Raze is a shockingly one-note movie. It's a nine-minute short repeated four or five times and given a shitty coda, and even that short isn't any damn good; there's no point to it at all, besides watching violent action scenes that all end with an innocent person dying and mostly ending with the killer feeling some kind of remorse over it. Meanwhile, analogues for the elite are cooing with pleasure at the skill of the killing. At some point during production, I'd wager good money that somebody thought to call this The Hostel Games, and if they didn't, I never want to be on a film set again.
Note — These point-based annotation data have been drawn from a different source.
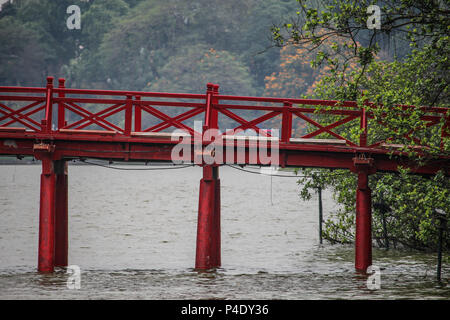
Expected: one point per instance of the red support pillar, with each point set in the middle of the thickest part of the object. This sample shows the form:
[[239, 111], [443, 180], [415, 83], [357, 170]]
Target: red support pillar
[[208, 227], [363, 238], [47, 216], [61, 214]]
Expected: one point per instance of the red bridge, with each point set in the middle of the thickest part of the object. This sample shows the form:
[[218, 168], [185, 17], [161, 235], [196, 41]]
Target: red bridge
[[56, 125]]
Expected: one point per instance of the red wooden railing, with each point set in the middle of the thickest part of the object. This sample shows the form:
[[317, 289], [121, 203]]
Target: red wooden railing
[[97, 107]]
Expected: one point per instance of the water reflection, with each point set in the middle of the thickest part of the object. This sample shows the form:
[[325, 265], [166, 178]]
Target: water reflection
[[133, 236]]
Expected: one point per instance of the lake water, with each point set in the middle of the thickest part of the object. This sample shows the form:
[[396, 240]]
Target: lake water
[[132, 233]]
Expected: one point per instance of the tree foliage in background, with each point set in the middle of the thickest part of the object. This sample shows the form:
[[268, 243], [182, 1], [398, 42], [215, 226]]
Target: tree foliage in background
[[127, 44], [421, 77]]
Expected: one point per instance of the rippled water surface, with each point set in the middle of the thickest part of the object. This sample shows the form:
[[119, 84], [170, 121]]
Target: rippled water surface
[[133, 234]]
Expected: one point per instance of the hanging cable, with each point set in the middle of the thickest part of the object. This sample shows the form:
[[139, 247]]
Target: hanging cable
[[138, 169]]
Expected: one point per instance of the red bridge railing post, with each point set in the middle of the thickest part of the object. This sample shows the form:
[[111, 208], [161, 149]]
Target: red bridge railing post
[[363, 128], [47, 122], [363, 238], [208, 227], [138, 115], [208, 251], [128, 115], [61, 109], [363, 225], [61, 213], [286, 126], [47, 216]]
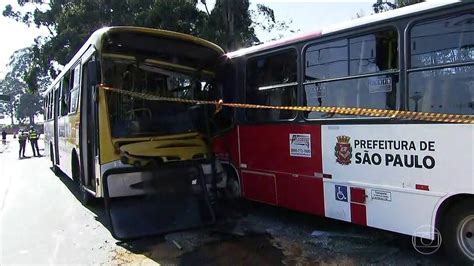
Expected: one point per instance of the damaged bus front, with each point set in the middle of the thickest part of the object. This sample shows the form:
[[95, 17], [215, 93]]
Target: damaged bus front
[[149, 159]]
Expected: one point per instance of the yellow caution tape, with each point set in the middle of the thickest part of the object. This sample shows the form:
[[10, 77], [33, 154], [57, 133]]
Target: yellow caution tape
[[424, 116]]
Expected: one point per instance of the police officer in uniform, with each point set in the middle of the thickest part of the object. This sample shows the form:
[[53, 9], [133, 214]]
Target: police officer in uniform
[[33, 137], [22, 136]]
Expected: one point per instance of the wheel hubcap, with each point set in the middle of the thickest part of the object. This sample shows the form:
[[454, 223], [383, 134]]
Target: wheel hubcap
[[465, 236]]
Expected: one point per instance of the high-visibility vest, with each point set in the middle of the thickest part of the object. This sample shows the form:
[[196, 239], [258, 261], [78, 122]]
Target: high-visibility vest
[[33, 134], [22, 136]]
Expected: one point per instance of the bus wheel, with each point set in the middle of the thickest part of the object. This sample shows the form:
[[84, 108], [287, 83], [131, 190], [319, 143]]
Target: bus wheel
[[458, 233]]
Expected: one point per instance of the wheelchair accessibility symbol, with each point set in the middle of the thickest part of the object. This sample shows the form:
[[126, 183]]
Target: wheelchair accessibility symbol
[[341, 193]]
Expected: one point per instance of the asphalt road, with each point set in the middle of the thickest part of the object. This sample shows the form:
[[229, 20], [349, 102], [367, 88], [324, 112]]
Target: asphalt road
[[43, 222]]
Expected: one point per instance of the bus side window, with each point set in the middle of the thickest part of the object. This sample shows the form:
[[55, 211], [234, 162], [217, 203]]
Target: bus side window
[[65, 94], [271, 80], [366, 67], [442, 41], [75, 88]]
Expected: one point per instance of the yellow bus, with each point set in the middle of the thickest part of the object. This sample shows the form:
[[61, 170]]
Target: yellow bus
[[92, 132]]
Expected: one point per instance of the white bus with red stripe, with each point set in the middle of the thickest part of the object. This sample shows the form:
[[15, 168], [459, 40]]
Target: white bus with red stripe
[[393, 174]]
It's amazingly nihilistic, glancing at the idea of female empowerment and the subversion of male authoritarian privilege and the male gaze, but only from a distance, and while it's running in a lateral direction. It's not even a horror movie, it's not even an exploitation film, for Christ's sake; it is, literally, nothing but violent scenes, payed out one by one, without even the compensation of good fight choreography or interesting camerawork to offset the emptiness of it. In an unnaturally generous frame of mind, I might wonder if Waller and company were making some kind of audience-baiting exercise in subverted expectations, but that would require some level of wit and any sequence that suggested any reading other than the most obvious, superficial one. This is just pointless punching "extreme" if that's the sort of thing you care for, but there are plenty of extreme films that actually offer some observation about human experience, or hit with their brutality hard enough at a sensitive enough spot that you can at least feel the rawness of it; Raze is too stupid and conceptually thin to even feel like real, upsetting violence. So why on earth would this be the extreme film you'd want to watch?

Simple answer to that: Zoë Bell. She doesn't fix the material even slightly, but she makes it not intolerable, and she's a good enough fighter that her scenes don't feel as leadenly staged as some. Also, the final scene, adding one loopy, totally unexplained twist on top of the films already loopy invocation of the Maenad cult of ancient Greece, at least has the merit of being so incredibly misjudged that the movie finally starts to be as funny as you kind of suspect it was trying to be all along.

But golly, that's just not much of a merit, is it?